My recent attempts at making a red optogenetics stimulation system (in the 620 nm range) were partially successful, in that I was able to make something that would produce about 3 mW from the end of an implanted 200 µm fibre. Unfortunately, this is less power than I wanted (ideally more like 10 mW), but my research into which opsin to use led me to a recent paper from Karl Diesseroth’s group1, where they develop a new red-shifted super sensitive opsin.
In this work, Marshel et al. begin by data mining a marine microbes genetic database for potential channelrhodopsins (Figure 1A/B). This kind of largescale screening is not my forté, but it was very interesting the way they used previous channelrhodopsin crystal structure to inform their screen as to variants that had novel sequences specifically for the residues that form the ion pore, thereby increasing their chances of finding a variant with very different properties.

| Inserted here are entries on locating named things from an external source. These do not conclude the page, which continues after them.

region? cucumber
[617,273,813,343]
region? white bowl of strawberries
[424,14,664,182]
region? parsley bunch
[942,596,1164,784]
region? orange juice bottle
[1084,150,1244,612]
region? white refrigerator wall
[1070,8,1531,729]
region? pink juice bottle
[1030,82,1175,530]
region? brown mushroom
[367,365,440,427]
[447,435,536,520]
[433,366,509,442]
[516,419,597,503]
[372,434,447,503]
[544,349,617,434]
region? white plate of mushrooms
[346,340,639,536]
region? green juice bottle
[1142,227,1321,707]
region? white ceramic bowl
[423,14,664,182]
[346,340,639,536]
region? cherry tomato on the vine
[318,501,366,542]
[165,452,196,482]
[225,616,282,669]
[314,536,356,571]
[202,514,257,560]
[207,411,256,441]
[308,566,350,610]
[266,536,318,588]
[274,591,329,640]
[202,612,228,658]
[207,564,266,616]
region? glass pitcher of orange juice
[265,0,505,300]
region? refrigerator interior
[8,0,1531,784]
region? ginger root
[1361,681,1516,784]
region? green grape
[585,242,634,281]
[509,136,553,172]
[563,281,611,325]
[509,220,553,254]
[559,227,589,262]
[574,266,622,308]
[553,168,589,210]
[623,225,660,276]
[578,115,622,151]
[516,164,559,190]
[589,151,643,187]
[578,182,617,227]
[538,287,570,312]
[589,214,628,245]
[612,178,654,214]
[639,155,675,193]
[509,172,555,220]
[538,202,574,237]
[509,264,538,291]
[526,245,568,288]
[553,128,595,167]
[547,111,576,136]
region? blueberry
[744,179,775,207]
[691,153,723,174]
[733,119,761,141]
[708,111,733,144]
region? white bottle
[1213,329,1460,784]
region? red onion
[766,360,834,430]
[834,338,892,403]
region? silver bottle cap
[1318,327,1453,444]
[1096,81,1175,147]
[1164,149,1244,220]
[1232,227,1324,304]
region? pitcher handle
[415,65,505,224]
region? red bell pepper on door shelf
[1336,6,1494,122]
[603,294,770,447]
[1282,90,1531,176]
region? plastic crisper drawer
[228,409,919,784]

They then transfected these channelrhodopsin variants into cultured neurones and used patch clamping to determine the channel properties, which allowed them to narrow down to a the most promising super sensitive opsin, of a previously unknown class. They called it chRmine, supposedly to be pronounced carmine (like the colour), but my brain can’t call it anything other than chromine.
Anyway, naming aside, it seems to be an excellent opsin for use in optogenetics experiments. It shows huge excitatory photocurrents in the orange and red spectra, when compared to 2 other red-responsive opsins, Chrimson and bReaChES (Figure 1C). They then go through a series of opto-electrophysiology recordings to demonstrate the suitability for optogenetics experiments, beginning with the reversal potential, which demonstrates Na+/K+ permeability, which is great for driving neuronal spiking (Figure 1D).
ChRmine induces neuronal firing with very short pulses (Figure 1E) and very low irradiance (Figure 1F), both on an order of magnitude better than the compared opsins. This sensitivity is so important for optogenetics, as it makes it much easier to deliver the amount of light needed and you can limit the phototoxicity damage.
The other important quality of chRmine is that it has very quick rise and fall times – essentially it opens and closes very quickly upon light activation, which allows very fast (40 Hz) spiking (see supplementary info from Marshel et al.).
The figure I’ve shown here is only half of the first of 6 figures (not including supplemental information) from this absolute behemoth of a paper. The complexity of the experiments is far beyond my experience and understanding in neuroscience, but they use their new red super sensitive opsin to control individual cortical neurones with millisecond precision for a series of learning and behaviours in mice. Please do check it out if that’s your bag, but it’s far too “neurosciencey” for me.
Anyway, back to my attempts at making a red-based opto system. I’ve managed to achieve 3 mW of 620 nm light from a 200µm fibre with an easy-to-use LED system, which is on the low end for classic red optogenetics, but should do great for the super-sensitive chRmine.
And to get an idea of how well it would work in a mouse’s brain, I went to Karl Diesseroth’s optogenetics website to use his irradiance prediction tool2. For those who’ve never used this, it’s quite handy – you input various parameters for your study, including the wavelength of light and details of your optic fibre cannula, and it shows you the light spread you can expect through the brain (Figure 2).
So, going back at the Marshel paper, they show 100% activation of chRmine at 0.08 mW/mm2. Looking at the predicted irradiance values, that comes out at a depth of 2.3 mm from the fibre tip, which is immense – in an experiment that would illuminate deeper than the entire hypothalamus. Clearly then, we could drop the intensity of the stimulation light, but by how much? Using Diesseroth’s irradiance calculator, I input a series of decreasing light intensities and noted how deep you can go and maintain 0.08 mW/mm2 (Figure 3).
Given experimental practicalities, I would be happy to have 1.2 mm of activation depth, which translates to about 0.3 mW of power, which is a 10-fold reduction even from my relatively low power LED system. This would obviously need validating in vivo, but it’s very promising, and should negate a lot of the classic difficulties with obtaining high light power for optogenetics. I’ve had a peek, and it seems that Addgene stock chRmine AAV’s, so I am excited to try this out.
1. Marshel et al., Science 365, eaaw5202 (2019) Cortical layer-specific critical dynamics triggering perception.